Most can be sown throughout spring and summer but, for a chance of flowers in the first year, they must be sown in early spring.
They’re ideal if you don’t have a heated greenhouse because most don’t need extra warmth to grow once seeds have germinated.
When buying seeds look out for those listed as flowering in the first year because a few don’t bloom until plants have experienced a cold winter.
These include most foxgloves and sweet Williams and aquilegias. Among the easiest to grow for flowers the first year are agastache, achilleas, hollyhocks, delphiniums, dianthus, lavender, monarda, Iceland poppies, penstemon, platycodon, verbena and verbascum.

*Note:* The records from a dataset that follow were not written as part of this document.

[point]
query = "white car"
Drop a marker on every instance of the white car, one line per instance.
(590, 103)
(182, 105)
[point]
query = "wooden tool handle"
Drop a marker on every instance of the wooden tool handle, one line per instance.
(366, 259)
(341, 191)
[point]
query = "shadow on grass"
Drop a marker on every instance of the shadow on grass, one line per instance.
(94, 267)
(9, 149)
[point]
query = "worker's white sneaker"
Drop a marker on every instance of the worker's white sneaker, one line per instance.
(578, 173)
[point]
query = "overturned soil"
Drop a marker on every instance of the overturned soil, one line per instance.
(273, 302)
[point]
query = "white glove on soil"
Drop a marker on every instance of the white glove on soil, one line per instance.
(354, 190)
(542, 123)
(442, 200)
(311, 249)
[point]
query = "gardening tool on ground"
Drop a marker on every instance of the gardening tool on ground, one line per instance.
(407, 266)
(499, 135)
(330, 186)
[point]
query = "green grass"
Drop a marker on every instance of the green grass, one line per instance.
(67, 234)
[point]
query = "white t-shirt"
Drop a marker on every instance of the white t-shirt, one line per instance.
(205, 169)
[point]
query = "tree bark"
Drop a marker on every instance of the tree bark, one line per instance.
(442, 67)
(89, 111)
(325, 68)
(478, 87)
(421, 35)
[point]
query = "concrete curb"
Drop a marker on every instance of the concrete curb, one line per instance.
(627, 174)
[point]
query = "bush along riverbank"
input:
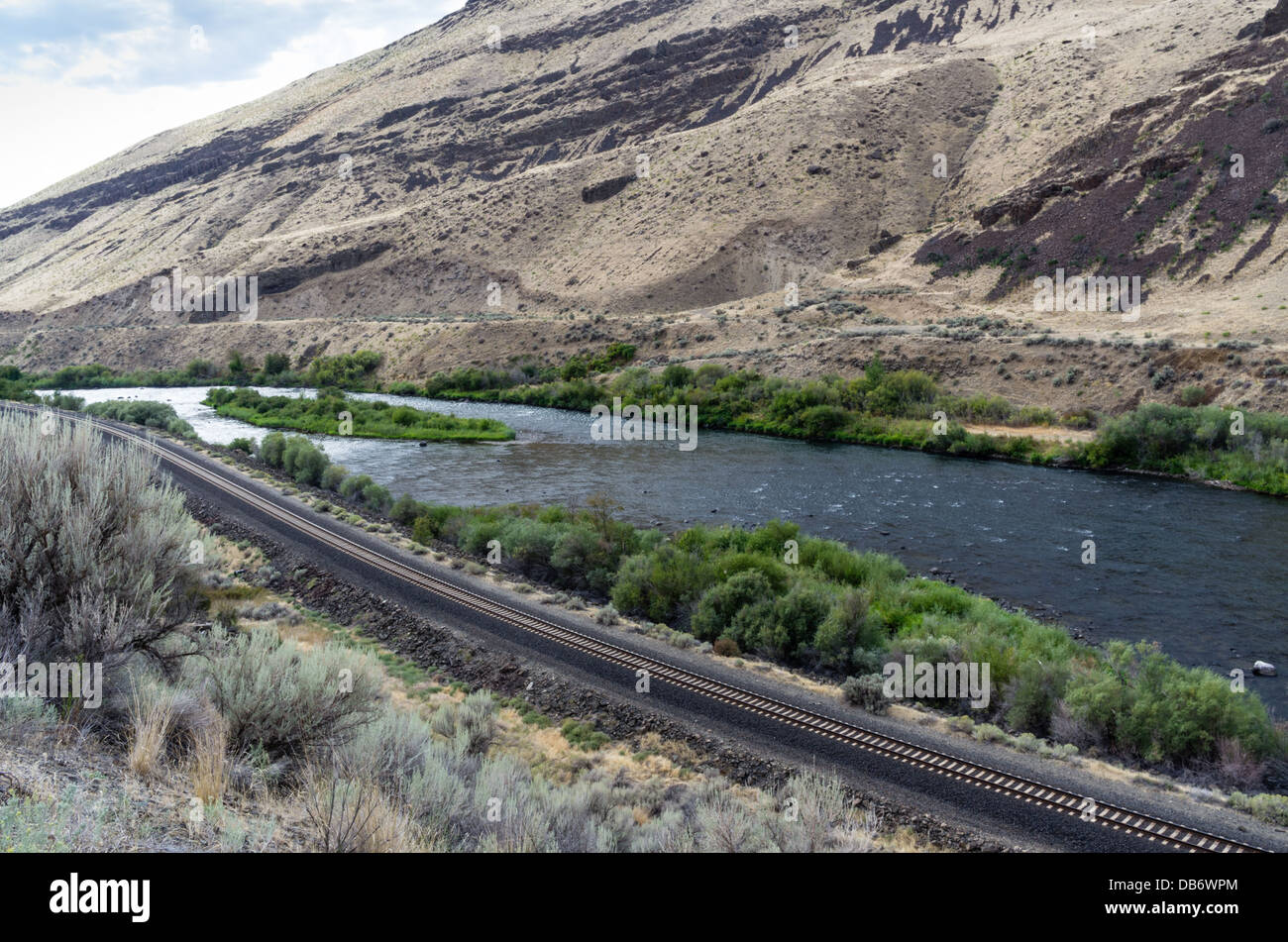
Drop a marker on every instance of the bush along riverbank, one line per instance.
(822, 606)
(330, 413)
(888, 408)
(909, 409)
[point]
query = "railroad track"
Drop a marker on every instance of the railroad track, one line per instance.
(1055, 799)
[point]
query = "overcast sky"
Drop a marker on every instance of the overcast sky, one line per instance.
(81, 80)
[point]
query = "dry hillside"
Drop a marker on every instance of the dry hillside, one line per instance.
(786, 142)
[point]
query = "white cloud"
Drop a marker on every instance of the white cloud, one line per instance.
(72, 100)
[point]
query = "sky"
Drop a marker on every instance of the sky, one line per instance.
(81, 80)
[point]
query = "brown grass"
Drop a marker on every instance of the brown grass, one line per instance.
(209, 760)
(150, 725)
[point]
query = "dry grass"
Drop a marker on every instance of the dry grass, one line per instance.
(349, 815)
(209, 760)
(151, 719)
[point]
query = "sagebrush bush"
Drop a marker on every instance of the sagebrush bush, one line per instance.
(866, 691)
(290, 701)
(95, 552)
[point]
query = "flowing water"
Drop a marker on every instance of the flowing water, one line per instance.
(1198, 569)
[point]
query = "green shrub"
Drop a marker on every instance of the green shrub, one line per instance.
(333, 476)
(290, 701)
(1266, 807)
(867, 692)
(583, 736)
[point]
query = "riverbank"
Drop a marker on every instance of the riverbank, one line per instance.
(811, 602)
(334, 414)
(903, 409)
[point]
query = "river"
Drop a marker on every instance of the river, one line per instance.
(1198, 569)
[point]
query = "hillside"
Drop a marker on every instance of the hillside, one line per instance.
(473, 192)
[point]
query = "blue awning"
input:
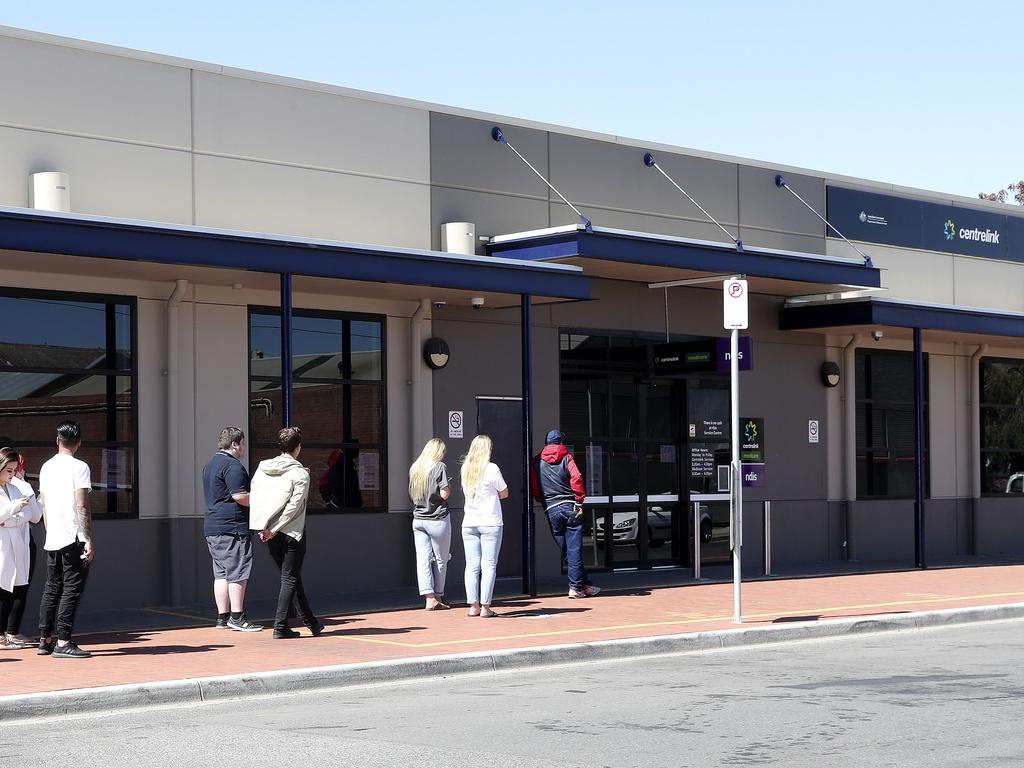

Most don’t need high heat to germinate and 15C (60F) is usually sufficient.
Use clean, multi-purpose compost for seed sowing and clean trays and pots to prevent fungal diseases.
Once they’ve been transplanted they should be kept free from frost but can withstand cooler temperatures than most bedding plants.
They can then be planted out in spring, before tender bedding plants.
Step by step
- Fill trays or pots with good quality multi-purpose compost, level and firm by watering the compost thoroughly.
- Sow seeds thinly over compost. Sow in several pots or cells to prevent seedlings being affected by damping off.
- Cover seeds lightly with compost or Perlite if they like light to germinate. Label pots, including the sowing dates.
- Place trays in a propagator or cover with a plastic lid to maintain moisture. Keep the compost evenly moist.